Voilà donc treize ans que, bon gré mal gré, j’essaye de vivre, avec la grâce de Dieu et l’aide des hommes, ce tout petit verset évangélique qui porte en lui toute la puissance de vie de la Parole. Les ministères se sont succédés, mais tous ont été un lieu important de vérification et de vivification évangélique. Et aujourd’hui, alors que le monde traverse cette importante crise sanitaire, même bien « à l’abri » dans un séminaire, il me semble que ces mots résonnent toujours d’une urgence extrême. Dans un monde troublé qui exacerbe les différences, mais associe les pairs, le défi de la communion dans la diversité est le plus nécessaire de tous. Dans la grande fraternité humaine (comme nous y invite le pape dans Fratelli tutti), comme dans l’Église, je veux que tous nous puissions nous recevoir et nous accueillir fraternellement. Dans un monde en perte de repères et en quête d’espérance, la recherche du Royaume de Dieu et de sa justice est un défi de chaque instant. Je veux que nous puissions entendre le Christ nous parler de son Royaume et que nous puissions, à notre tour, l’annoncer à ceux qui y aspirent, même sans en avoir pleinement conscience. Dans un monde blessé, où la violence succède aux catastrophes, la compassion, la miséricorde et l’amour sont les soins les plus nécessaires que nous pouvons donner et recevoir. Je veux vivre avec mes frères et sœurs cette vie évangélique de consolation et de guérison que le Christ nous offre.

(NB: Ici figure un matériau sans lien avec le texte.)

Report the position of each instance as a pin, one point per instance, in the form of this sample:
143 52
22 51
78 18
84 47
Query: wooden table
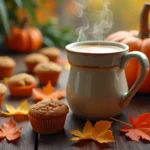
30 140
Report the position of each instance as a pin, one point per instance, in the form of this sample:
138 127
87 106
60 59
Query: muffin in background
48 116
33 59
52 53
3 90
7 65
21 85
48 71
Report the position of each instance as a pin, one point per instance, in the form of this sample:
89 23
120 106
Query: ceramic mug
97 86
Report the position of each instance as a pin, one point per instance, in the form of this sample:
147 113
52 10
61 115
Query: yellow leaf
10 108
100 127
21 110
87 130
100 132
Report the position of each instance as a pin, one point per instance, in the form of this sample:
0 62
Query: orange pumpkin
24 39
139 41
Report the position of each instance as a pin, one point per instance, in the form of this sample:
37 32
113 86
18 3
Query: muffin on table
33 59
21 85
7 65
48 71
3 90
52 53
48 116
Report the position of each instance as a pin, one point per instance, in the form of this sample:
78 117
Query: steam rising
96 23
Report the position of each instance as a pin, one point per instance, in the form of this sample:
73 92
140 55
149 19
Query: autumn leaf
48 92
100 132
22 109
138 128
9 131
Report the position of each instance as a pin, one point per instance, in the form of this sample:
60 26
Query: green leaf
30 6
19 3
4 16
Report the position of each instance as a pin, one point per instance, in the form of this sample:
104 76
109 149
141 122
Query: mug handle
144 63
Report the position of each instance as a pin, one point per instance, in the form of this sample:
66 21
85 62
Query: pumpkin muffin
3 90
48 71
33 59
7 65
21 85
52 53
48 116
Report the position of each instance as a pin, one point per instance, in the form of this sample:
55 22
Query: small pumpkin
139 41
24 39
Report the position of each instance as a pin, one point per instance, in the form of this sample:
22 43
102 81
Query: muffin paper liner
47 126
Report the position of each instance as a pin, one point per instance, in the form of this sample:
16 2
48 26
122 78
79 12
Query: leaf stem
121 121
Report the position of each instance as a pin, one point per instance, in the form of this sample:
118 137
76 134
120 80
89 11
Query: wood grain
29 140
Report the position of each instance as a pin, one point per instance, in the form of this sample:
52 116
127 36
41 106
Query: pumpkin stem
144 29
24 23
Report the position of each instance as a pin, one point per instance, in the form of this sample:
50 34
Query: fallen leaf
48 92
5 80
64 62
100 132
9 131
138 128
20 111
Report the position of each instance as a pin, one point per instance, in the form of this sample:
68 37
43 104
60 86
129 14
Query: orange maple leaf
48 92
100 132
9 131
140 127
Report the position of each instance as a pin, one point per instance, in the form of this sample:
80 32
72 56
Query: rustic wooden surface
30 140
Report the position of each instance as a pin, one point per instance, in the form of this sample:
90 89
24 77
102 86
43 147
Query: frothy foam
98 49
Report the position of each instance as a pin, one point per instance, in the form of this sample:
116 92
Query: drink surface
98 49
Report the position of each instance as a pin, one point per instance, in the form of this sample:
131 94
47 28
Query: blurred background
58 21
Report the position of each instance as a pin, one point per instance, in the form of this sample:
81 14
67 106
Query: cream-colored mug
97 86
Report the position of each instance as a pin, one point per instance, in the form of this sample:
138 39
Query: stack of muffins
47 116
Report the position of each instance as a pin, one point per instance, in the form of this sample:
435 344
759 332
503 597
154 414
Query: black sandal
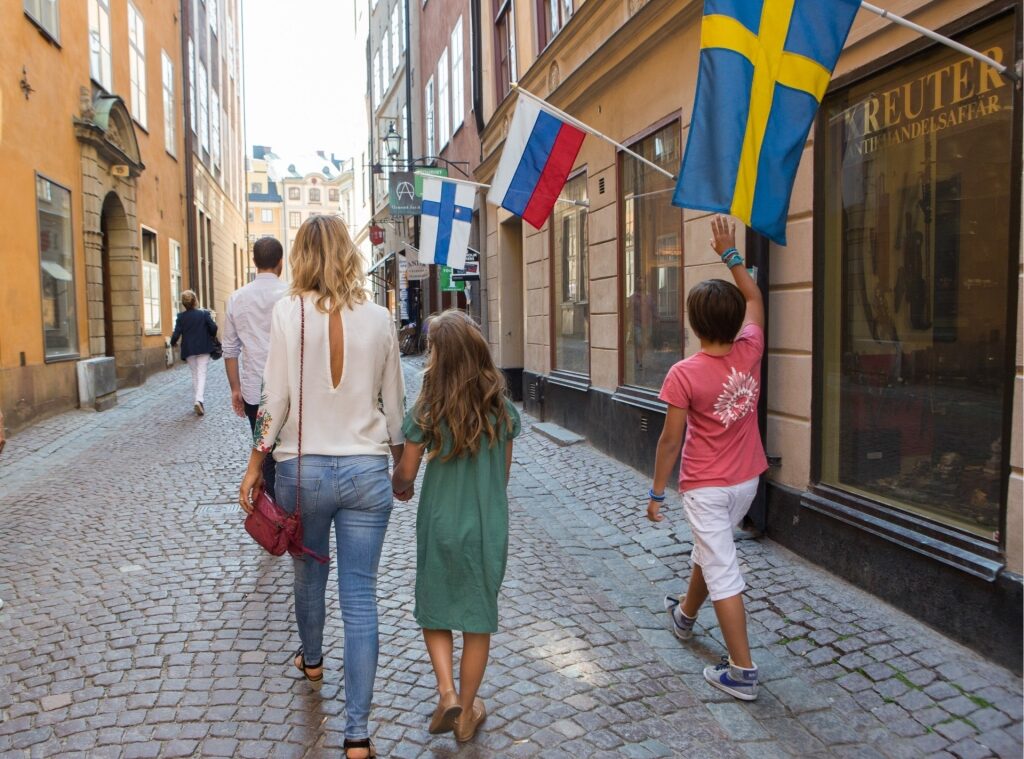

Les défis et les occasions ne manquent pas. Je rends grâce à Dieu de m’avoir associé d’une manière si particulière au don de son Fils au monde. Qu’il me donne la force d’être fidèle au ministère d’amour qu’il me confie. Sa force se communique dans ces hommes et ces femmes que je rencontre et qui m’ouvrent au mystère de ce Dieu qui se donne par amour. Priez pour moi comme je prie pour vous et ensemble, construisons avec Dieu, le Royaume de son Fils.